It's a warm cloudy day with occasional showers. For a Sunday in July, there are very few people on the water. I see some newly hatched ducklings - ducks seem to hatch their young over a much longer period of time than do canada geese (the geese hatch earlier and in a 2 to 3 week period). Going clockwise around the bay I pass the mouth of the Montlake Cut and think about how it is now obsolete. When it was opened in 1916, it gave ships access to the 30 sq miles of Lake Washington and let loggers move timber to Puget Sound in large rafts instead of by feeding them through the log flume that was built on top of the ancient canoe portage. Now the cut is just a connection for pleasure boats. But the cost of the cut was one river (yes, with a salmon run) that stopped flowing and the lowering of the lake by ten feet, turning rich wetlands into unusable almost dry land.
Beggar ducks are surrounding me. Time to paddle on.
The lake, or at least the shallower parts, is covered with hunreds of thousands of lily pads. These are the white flowered lily pads, the yellow ones bloomed late in the spring. There were many fewer yellow lily pads. The lake is the highest that I have seen it at this time of year. Perhaps that contributes to more lily pads than normal.

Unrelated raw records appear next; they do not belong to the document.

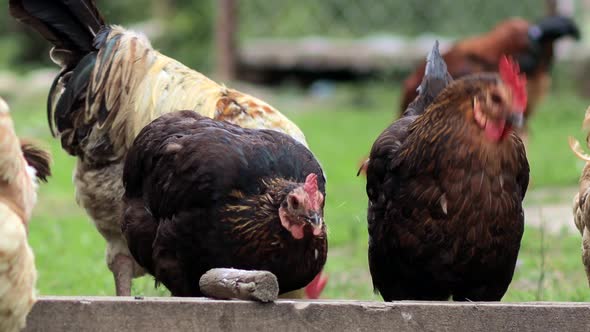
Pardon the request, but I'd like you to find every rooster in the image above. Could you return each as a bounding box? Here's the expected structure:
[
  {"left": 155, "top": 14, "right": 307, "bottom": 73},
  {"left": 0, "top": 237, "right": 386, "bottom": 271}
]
[
  {"left": 0, "top": 97, "right": 51, "bottom": 332},
  {"left": 365, "top": 43, "right": 529, "bottom": 301},
  {"left": 400, "top": 15, "right": 579, "bottom": 144},
  {"left": 121, "top": 111, "right": 327, "bottom": 296},
  {"left": 569, "top": 106, "right": 590, "bottom": 286},
  {"left": 9, "top": 0, "right": 310, "bottom": 296}
]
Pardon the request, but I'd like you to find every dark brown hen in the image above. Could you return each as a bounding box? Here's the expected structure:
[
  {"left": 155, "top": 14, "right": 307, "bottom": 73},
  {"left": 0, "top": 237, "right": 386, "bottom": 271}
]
[
  {"left": 366, "top": 45, "right": 529, "bottom": 301},
  {"left": 122, "top": 111, "right": 327, "bottom": 296}
]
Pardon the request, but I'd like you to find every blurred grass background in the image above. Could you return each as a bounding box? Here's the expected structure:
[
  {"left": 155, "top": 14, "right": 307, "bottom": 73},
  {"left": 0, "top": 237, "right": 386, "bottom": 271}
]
[{"left": 1, "top": 0, "right": 590, "bottom": 301}]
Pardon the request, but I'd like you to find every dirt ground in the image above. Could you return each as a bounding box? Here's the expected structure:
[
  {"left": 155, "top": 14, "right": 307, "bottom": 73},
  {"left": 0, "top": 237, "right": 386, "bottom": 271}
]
[{"left": 524, "top": 186, "right": 579, "bottom": 235}]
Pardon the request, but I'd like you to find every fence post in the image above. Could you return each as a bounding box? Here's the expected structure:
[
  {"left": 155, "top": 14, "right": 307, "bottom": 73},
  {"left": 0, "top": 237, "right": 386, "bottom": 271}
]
[
  {"left": 547, "top": 0, "right": 574, "bottom": 15},
  {"left": 152, "top": 0, "right": 173, "bottom": 21},
  {"left": 547, "top": 0, "right": 558, "bottom": 14},
  {"left": 216, "top": 0, "right": 238, "bottom": 82}
]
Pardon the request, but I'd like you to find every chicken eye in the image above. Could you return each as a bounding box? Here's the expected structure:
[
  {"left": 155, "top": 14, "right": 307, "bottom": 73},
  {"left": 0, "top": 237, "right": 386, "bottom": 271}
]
[
  {"left": 490, "top": 93, "right": 502, "bottom": 104},
  {"left": 288, "top": 195, "right": 300, "bottom": 210}
]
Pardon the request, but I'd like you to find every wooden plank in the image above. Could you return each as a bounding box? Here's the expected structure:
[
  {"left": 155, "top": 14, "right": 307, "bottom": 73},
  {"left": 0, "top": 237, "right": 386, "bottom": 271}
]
[
  {"left": 23, "top": 296, "right": 590, "bottom": 332},
  {"left": 238, "top": 37, "right": 451, "bottom": 73}
]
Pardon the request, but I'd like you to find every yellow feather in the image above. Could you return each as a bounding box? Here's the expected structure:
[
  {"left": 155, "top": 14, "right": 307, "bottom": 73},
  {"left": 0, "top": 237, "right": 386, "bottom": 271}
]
[
  {"left": 62, "top": 27, "right": 308, "bottom": 161},
  {"left": 0, "top": 205, "right": 36, "bottom": 332}
]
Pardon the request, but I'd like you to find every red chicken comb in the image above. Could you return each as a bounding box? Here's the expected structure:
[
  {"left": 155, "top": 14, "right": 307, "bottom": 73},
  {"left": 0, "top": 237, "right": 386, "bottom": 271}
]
[
  {"left": 304, "top": 271, "right": 328, "bottom": 299},
  {"left": 304, "top": 173, "right": 321, "bottom": 209},
  {"left": 499, "top": 55, "right": 527, "bottom": 113}
]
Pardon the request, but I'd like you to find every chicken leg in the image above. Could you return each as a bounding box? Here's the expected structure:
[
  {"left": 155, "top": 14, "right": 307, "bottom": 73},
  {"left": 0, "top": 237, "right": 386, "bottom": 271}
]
[
  {"left": 111, "top": 254, "right": 134, "bottom": 296},
  {"left": 74, "top": 162, "right": 145, "bottom": 296},
  {"left": 103, "top": 229, "right": 143, "bottom": 296}
]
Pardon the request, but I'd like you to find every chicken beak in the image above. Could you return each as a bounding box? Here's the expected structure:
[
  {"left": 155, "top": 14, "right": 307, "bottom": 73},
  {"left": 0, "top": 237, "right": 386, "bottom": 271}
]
[
  {"left": 507, "top": 112, "right": 524, "bottom": 128},
  {"left": 306, "top": 212, "right": 323, "bottom": 227},
  {"left": 306, "top": 212, "right": 324, "bottom": 236}
]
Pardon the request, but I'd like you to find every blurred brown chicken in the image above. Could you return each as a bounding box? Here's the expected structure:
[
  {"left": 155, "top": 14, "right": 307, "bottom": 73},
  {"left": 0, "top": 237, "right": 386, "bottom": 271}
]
[
  {"left": 569, "top": 106, "right": 590, "bottom": 286},
  {"left": 400, "top": 15, "right": 579, "bottom": 144},
  {"left": 10, "top": 0, "right": 309, "bottom": 296},
  {"left": 365, "top": 43, "right": 529, "bottom": 301},
  {"left": 0, "top": 97, "right": 51, "bottom": 332}
]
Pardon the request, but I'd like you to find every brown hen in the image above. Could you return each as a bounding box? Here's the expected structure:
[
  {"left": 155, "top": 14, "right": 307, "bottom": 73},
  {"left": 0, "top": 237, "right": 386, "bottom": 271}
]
[{"left": 366, "top": 44, "right": 529, "bottom": 301}]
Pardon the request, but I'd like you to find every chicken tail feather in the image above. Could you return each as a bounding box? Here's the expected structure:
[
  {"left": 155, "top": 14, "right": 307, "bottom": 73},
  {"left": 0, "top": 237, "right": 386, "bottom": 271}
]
[
  {"left": 403, "top": 40, "right": 453, "bottom": 117},
  {"left": 424, "top": 40, "right": 449, "bottom": 80},
  {"left": 569, "top": 136, "right": 590, "bottom": 162},
  {"left": 20, "top": 142, "right": 51, "bottom": 183},
  {"left": 9, "top": 0, "right": 105, "bottom": 66},
  {"left": 569, "top": 105, "right": 590, "bottom": 162},
  {"left": 357, "top": 158, "right": 369, "bottom": 177}
]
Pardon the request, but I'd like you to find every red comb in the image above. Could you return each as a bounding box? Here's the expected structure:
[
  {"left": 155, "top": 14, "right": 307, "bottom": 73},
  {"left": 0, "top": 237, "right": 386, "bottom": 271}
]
[
  {"left": 304, "top": 173, "right": 321, "bottom": 210},
  {"left": 499, "top": 55, "right": 527, "bottom": 112}
]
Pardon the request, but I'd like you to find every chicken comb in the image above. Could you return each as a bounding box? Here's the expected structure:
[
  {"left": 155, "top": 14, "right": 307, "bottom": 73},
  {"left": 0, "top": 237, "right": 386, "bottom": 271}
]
[
  {"left": 499, "top": 55, "right": 527, "bottom": 112},
  {"left": 304, "top": 173, "right": 320, "bottom": 209}
]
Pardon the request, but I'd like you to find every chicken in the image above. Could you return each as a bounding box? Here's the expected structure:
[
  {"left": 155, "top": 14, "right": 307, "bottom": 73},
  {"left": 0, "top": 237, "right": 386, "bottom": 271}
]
[
  {"left": 10, "top": 0, "right": 309, "bottom": 296},
  {"left": 569, "top": 106, "right": 590, "bottom": 286},
  {"left": 121, "top": 111, "right": 326, "bottom": 296},
  {"left": 0, "top": 97, "right": 51, "bottom": 332},
  {"left": 400, "top": 15, "right": 579, "bottom": 144},
  {"left": 365, "top": 43, "right": 529, "bottom": 301}
]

The wind is strengthening.
Kingfishers have a minor convention going in the north lagoon. I see five at one time, but there must be a dozen up here.
Paddling south to pick up the last 55 gallon barrel, the wind is picking up the scent of fresh water. I breath deeply through my nose to catch the flavor of the bay. It reminds me of the pleasant aftertaste when one gets water in their nose while swimming. It is an old smell from a long time ago.